Ruby Otrera (17) is a Fireblood, gifted with the ability to control fire. She lives with her mother in a village in Tempesia. Because the ruling Frostbloods are highly discriminatory toward Firebloods, Ruby and her mother hide who they really are. Until now.
When the Frost King's soldiers kill her mother and destroy her village, Ruby is taken to prison. Eventually, she is rescued by the mysterious yet alluring Arcus, who takes her to an abbey where she learns to control her gift of fire in hopes that she can bring peace to Tempesia. Her journey takes her across Tempesia to the Frost King's court, where she is forced to participate in a series of kill-or-be-killed tournaments so survive and prevail.
Teen Student Reviewer (19):
I liked the book. It is an interesting take on a fantasy formula that has been played out many times. The action scenes are fairly compelling and the plot twist at the end, while predictable, is definitely the book's pièce de rèsistance.
Ruby is more likable than your average fantasy heroine. It is refreshing that she is super in touch with her feelings, but ultimately she isn't supremely different from other fantasy heroines. Arcus, the love interest, is the best part of the book by far. He is definitely the most 3-dimensional character, and ultimately the only one who really stood out. His banter with Ruby is funny and entertaining; definitely another shining light in the novel. I think these two aspects are really the only factors that give this novel a sense of uniqueness.

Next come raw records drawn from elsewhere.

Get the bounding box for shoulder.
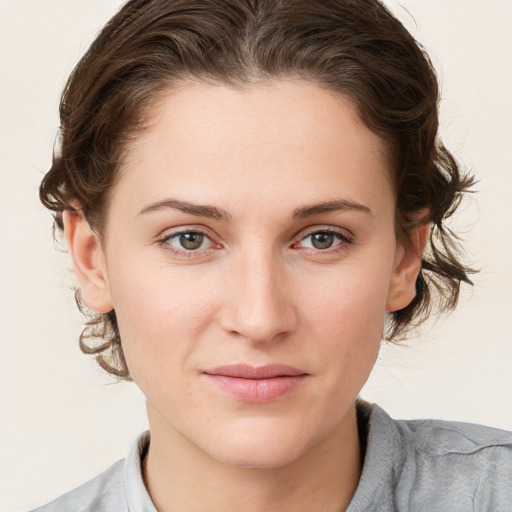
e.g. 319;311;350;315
27;460;127;512
372;406;512;512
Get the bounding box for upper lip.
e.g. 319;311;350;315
203;364;307;379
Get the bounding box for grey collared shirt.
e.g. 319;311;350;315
29;402;512;512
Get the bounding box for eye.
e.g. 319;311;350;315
161;231;214;252
298;229;352;251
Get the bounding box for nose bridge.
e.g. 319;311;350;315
222;244;296;343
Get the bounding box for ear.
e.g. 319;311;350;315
386;223;430;312
62;210;114;313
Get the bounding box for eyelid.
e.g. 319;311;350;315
294;225;355;243
292;226;355;254
156;225;222;258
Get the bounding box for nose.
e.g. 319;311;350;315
220;247;297;344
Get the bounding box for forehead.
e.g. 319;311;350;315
113;81;391;220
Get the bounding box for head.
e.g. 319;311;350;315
41;0;471;379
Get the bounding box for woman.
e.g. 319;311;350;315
29;0;512;512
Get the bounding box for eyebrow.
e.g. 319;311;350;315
292;199;373;219
137;199;372;222
137;199;231;222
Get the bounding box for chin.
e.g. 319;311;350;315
207;418;309;469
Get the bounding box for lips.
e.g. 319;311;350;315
203;364;309;403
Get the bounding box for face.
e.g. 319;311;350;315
73;81;424;467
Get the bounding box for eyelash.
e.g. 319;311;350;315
157;228;354;259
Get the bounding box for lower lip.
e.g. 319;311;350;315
203;373;307;403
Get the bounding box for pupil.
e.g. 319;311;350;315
311;233;334;249
180;233;204;251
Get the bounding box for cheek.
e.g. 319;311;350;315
107;266;219;381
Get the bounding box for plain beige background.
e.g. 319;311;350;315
0;0;512;512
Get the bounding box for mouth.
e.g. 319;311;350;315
203;364;309;403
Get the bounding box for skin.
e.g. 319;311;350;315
64;81;428;512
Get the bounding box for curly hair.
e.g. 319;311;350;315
40;0;473;380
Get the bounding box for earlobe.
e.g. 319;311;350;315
386;223;430;312
62;210;114;313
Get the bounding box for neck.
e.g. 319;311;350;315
144;406;362;512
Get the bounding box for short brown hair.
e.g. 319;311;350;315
40;0;473;379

What I didn't like is how similar Frostblood is to Red Queen, a novel that predates this one. That there is only one other relevant female character (introduced in the second half of the book) was very frustrating. The love triangle is annoying and just doesn't feel quite right. There are few female characters but there is space for two love interests.
Overall, this book was pretty good for a novel that is formulaic and doesn't contribute anything new to the genre.
Fans of Red Queen will see similarities - and uniqueness - in this young adult fantasy. Beware. Arcus steals the stage from the main character!
There is definitely a lot of gore and violence, as well as some sexual situations. There is nothing that isn't age appropriate according to our teen reviewer.
This is a young adult fantasy with a girl as the hero.
One explicit theme was definitely how prejudices about groups can have deeply personal effects. This is an interesting theme in light of current affairs and how prejudices and biases against marginalized communities aren't reflective of the individual members of these communities. While the distinction between two groups is typical in young adult fantasy novels, this particular angle of observation isn't ever touched upon, and that was fairly refreshing.
15 and Up
15 and Up
Teen student volunteer. Reviewer age: 19
Borrow. This book is definitely worth a read, but is ultimately forgettable. It's worth noting that I've heard a ton of good things about the two novels that follow this one, and that they are a lot better and much less formulaic!